Y2K PROBLEMS MAY HAVE ADVERSE IMPACT ON BANKS
The IMF also said that corrections to stock prices and to currency levels and the uncertainties of the Y2K computer glitch could all have an adverse impact on banks.
Banks in developed countries had prepared well for Y2K, which may cause computers to malfunction when Jan. 1 rolls around, but non-banks and banks in emerging markets could be at risk, it added. ``Market reactions could range from a moderate flight to quality to an extreme flight to cash and large cutbacks by major banks in their exposures to emerging markets,'' the IMF said.
The IMF acknowledged that there was sometimes justification for ``nonstandard'' methods like the capital controls Malaysia introduced during Asia's deep financial crisis and a separate report on the Malaysian economy said the results of these controls had been better than expected.
``Directors broadly agreed that the regime of capital controls -- which was intended by the authorities to be temporary -- had produced more positive results than many observers expected,'' the IMF said.
Charles Adams, assistant head of the IMF's Research Department, said the fund had been taking a much more cautious approach to the idea of amending the IMF's articles of agreement to include a call for free capital markets.

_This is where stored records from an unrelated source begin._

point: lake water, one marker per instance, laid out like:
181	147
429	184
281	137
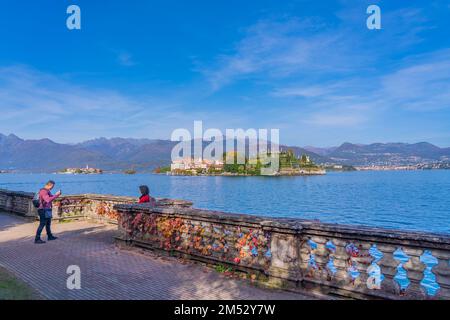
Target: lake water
407	200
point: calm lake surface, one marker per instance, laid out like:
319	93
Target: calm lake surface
407	200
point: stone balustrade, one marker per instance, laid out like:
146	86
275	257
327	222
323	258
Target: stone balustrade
94	207
17	202
353	261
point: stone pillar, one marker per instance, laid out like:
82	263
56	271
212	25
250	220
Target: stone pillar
285	250
388	265
442	272
414	271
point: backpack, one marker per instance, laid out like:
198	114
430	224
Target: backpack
37	199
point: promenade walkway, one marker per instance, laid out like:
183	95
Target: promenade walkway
108	272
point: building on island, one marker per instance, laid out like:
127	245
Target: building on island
289	164
86	170
196	165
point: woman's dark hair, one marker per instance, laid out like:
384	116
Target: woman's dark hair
144	190
50	183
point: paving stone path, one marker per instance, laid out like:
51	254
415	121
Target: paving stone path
108	272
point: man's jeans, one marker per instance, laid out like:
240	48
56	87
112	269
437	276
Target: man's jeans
45	220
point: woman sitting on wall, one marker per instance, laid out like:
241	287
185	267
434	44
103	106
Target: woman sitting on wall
145	196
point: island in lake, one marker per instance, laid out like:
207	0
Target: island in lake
289	165
86	170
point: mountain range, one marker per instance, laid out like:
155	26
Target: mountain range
117	154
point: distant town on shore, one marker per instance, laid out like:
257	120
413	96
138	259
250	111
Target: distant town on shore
126	155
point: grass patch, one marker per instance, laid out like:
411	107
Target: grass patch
12	288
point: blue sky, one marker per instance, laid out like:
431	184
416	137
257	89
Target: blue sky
144	68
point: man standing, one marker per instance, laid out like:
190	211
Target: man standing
45	211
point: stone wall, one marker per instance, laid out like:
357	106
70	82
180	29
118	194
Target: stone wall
17	202
350	261
86	206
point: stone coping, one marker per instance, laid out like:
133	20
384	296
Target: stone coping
306	227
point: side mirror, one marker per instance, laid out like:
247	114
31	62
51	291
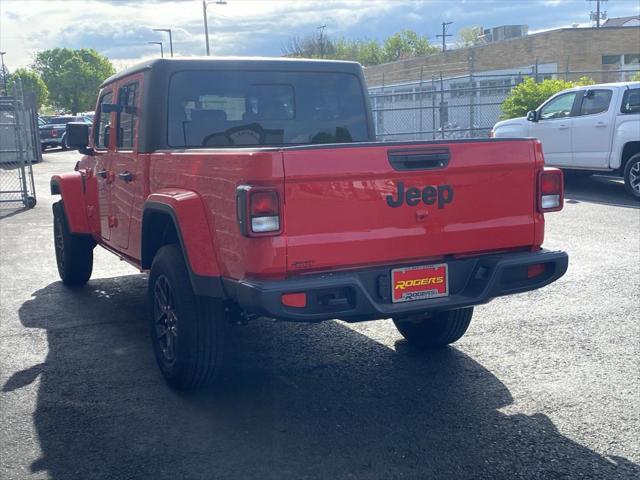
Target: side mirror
77	135
111	107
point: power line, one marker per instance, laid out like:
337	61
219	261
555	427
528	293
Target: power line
321	28
444	35
598	14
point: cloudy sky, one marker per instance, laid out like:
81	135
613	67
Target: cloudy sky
120	29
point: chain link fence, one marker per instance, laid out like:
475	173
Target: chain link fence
465	105
19	148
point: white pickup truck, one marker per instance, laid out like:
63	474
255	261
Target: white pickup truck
587	129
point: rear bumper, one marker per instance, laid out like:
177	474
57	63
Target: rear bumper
365	294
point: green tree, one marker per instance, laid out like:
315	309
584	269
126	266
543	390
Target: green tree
406	44
31	82
366	52
403	44
73	76
529	95
468	36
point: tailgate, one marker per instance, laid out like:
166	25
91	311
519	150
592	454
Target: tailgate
382	203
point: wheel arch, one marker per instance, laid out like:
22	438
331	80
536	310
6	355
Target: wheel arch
71	187
181	219
628	151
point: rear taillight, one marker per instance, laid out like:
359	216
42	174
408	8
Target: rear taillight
258	210
550	190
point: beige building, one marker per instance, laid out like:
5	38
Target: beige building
604	54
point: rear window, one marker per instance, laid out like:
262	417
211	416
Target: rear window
236	109
631	101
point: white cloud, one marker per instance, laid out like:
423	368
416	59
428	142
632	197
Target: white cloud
121	29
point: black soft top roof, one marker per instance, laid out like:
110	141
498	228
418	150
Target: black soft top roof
169	65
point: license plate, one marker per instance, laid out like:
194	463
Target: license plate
419	283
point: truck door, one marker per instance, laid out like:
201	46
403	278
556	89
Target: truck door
103	145
592	129
126	189
553	129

``I think the whole experience (of the Asian financial crisis) has caused a substantive rethinking in terms of the issues to do with the sequencing and packing of financial sector liberalization,'' he said.
``We need to do a much better job in terms of thinking about the liberalization process.''
IMF figures showed the crisis, which started in Thailand in July 1997 and spread relentlessly around the world, led to a steep drop in capital flows to emerging markets. Net capital flows to emerging markets were $64.3 billion in 1998, down from $149.2 billion in 1997 and a record $212.1 billion in 1996.
-- (M@rket.watching), September 09, 1999
Analysts warn of Y2k-related credit crunch
-- (M@rket.watching), September 09, 1999.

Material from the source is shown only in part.